Hoe diep gaan de wortels van het CDA?
Samenvatting
De recente gemeenteraadsverkiezingen laten zien dat het CDA goed geworteld is in de samenleving. Dat biedt kansen maar ook concurrentie, en daarmee huiswerk voor de partij. Een analyse.
De gemeenteraadsverkiezingen van 15 maart 2018 hebben duidelijk gemaakt dat de trend van lokale partijen zich doorzet. Het CDA ondervindt hiervan behoorlijke concurrentie, als partij die het meest geworteld is in de samenleving. Zijn kiezers kennen het vaakst van alle electorale doelgroepen persoonlijk de kandidaat op wie ze hebben gestemd, en zijn daarnaast significant vaker dan gemiddeld trouw aan de partij. Uit een analyse van voorkeurstemmen blijkt dat de staart van de lijst veel stemmen oplevert, veel meer dan bij andere partijen. Hier liggen wellicht kansen voor het CDA.
Evaluatie verkiezingsuitslag
Het CDA blijft nipt de grootste landelijke politieke partij, met 13% van de stemmen. Alleen de lokale partijen gezamenlijk weten meer stemmen te behalen. De uitslag van het CDA betekent een kleine winst (+0,9%) vergeleken met de Tweede Kamerverkiezingen van 2017 en een klein verlies (−0,8%) ten opzichte van de gemeenteraadsverkiezingen van 2014. De uitslag is een verbetering ten opzichte van het dieptepunt in 2012.
Rondom de gemeenteraadsverkiezingen heeft het CDA een onderzoek laten uitvoeren naar de achtergrond en de motivatie van de kiezers. Dit is uitgevoerd door onderzoeksbureau Motivaction. We zien daarin drie patronen die relevant zijn voor de christendemocratie: de overeenkomsten van CDA-stemmers met die van lokale partijen, de diversiteit van de achterban, en de verbinding met het CDA als landelijke politieke partij.

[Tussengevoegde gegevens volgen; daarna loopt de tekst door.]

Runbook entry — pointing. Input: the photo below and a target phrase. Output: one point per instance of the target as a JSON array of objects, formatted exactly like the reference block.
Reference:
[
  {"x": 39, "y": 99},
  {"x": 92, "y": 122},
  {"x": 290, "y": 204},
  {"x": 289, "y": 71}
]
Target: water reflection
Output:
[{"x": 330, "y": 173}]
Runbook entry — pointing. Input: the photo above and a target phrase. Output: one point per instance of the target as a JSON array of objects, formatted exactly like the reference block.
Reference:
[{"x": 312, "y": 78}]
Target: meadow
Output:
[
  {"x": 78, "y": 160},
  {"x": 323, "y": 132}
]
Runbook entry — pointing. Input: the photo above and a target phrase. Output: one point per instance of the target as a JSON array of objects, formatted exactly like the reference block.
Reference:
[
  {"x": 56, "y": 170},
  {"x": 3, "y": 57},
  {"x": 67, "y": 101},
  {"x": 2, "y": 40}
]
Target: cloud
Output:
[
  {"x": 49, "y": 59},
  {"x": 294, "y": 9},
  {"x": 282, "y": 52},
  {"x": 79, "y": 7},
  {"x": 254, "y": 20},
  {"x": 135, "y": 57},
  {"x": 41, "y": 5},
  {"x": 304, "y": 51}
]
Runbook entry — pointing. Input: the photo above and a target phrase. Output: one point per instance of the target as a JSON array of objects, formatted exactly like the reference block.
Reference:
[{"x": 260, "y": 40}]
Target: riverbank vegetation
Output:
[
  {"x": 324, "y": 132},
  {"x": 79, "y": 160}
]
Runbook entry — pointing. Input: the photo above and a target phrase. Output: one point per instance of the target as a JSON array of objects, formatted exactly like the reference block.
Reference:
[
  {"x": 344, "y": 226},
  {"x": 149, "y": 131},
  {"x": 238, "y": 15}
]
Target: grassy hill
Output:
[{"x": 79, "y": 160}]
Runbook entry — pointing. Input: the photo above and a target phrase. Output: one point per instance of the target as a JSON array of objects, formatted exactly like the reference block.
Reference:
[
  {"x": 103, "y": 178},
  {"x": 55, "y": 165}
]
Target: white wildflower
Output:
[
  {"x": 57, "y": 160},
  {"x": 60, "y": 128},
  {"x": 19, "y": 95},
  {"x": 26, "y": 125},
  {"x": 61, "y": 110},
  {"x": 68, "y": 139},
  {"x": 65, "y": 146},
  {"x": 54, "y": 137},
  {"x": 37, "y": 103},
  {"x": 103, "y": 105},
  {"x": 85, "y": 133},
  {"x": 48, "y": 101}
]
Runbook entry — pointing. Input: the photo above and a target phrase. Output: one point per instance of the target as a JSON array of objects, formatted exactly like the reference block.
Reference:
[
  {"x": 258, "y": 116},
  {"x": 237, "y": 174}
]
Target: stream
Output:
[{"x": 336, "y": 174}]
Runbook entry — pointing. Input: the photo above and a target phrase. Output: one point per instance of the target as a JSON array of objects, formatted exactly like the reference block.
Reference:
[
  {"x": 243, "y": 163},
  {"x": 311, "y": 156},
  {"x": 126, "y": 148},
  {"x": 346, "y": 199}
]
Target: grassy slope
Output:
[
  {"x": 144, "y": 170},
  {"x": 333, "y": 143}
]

De lokale partijen zijn voor de gemeenteraadsverkiezingen de grootste concurrent voor het CDA. Bijna een kwart van de CDA-kiezers voor de Tweede Kamerverkiezingen van 2017 stemt in 2018 op een lokale partij. Ten opzichte van de gemeenteraadsverkiezingen van 2014 is dat een stijging van 10 procentpunt.1 Dat het CDA hier veel stemmen kwijtraakt kunnen we zien als een zwakte, maar het betekent ook dat het CDA een achterban heeft met sterke lokale wortels. De lokale partijen hebben hun aantrekkingskracht omdat ze dicht bij de mensen staan, met grote aandacht voor lokale problemen. Dit klinkt als waarden die typisch bij het CDA horen. Daar komt bij dat veel kiezers vinden dat lokale problemen beter door lokale partijen kunnen worden aangepakt. Het is dan ook van groot belang voor het CDA om aan te sluiten bij wat er leeft in de gemeenten, en de partij moet daarnaast een stap extra doen om haar wortels te verstevigen.

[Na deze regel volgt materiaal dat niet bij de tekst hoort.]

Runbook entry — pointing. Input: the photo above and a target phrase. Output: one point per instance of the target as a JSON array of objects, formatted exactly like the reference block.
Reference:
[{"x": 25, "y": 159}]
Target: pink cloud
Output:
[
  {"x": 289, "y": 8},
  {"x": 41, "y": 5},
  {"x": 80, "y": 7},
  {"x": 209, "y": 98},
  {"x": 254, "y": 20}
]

Wat het laatste punt nog versterkt is dat CDA-stemmers het vaakst van alle electorale doelgroepen de persoon kennen op wie ze hebben gestemd. En ze zijn meer dan gemiddeld trouw aan de partij van hun keuze. Deze sterke lokale wortels en de loyaliteit aan een partij zijn uniek in een tijd van versplintering en ervaren kloven in de samenleving.

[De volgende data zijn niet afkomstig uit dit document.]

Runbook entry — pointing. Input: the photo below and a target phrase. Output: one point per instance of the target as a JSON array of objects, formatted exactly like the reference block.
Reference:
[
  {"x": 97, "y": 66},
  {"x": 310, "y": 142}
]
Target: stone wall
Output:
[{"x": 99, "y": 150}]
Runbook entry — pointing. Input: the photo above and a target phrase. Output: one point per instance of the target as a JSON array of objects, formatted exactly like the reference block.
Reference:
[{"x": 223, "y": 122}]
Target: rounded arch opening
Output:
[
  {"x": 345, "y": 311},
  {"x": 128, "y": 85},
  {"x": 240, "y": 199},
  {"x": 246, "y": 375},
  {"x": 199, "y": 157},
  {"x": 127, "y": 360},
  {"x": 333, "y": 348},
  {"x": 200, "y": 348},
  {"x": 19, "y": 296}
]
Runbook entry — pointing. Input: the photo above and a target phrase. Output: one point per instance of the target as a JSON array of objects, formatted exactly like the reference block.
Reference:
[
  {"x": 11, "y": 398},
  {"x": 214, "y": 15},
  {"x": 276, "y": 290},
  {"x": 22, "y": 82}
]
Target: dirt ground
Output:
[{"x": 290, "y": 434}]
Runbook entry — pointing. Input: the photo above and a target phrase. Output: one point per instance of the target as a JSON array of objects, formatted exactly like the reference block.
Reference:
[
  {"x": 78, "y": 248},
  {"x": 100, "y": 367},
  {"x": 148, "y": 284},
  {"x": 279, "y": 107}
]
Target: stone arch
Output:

Qua achterban heeft het CDA nog steeds de diverste groep stemmers wanneer we kijken naar drie belangrijke sociodemografische/-economische kenmerken. De partij behoudt de positie van brede volkspartij en weet haar waarden en visie te vertalen naar vele groepen. Ze bindt iedere groep: van hoog- tot laagopgeleid, jong en oud, man en vrouw. Opvallend is bijvoorbeeld dat driekwart van de CDA-stemmers een middelbare of lage opleiding heeft. De meeste andere partijen kunnen dit niet (meer) waarmaken in een tijd van sterke polarisatie rond opleidingsniveau.2 Daarmee maakt zij haar naam waar als een partij ‘van de samenleving’, waar verschillende groepen zich kunnen vinden in een politieke stroming. Voor belang van de christendemocratie is dat zij dus kennelijk verbindend kan werken: in het CDA zijn verschillen in achtergrond te vinden binnen de partij. Dit geeft een kans om met het christendemocratische geluid een grote groep kiezers aan te spreken.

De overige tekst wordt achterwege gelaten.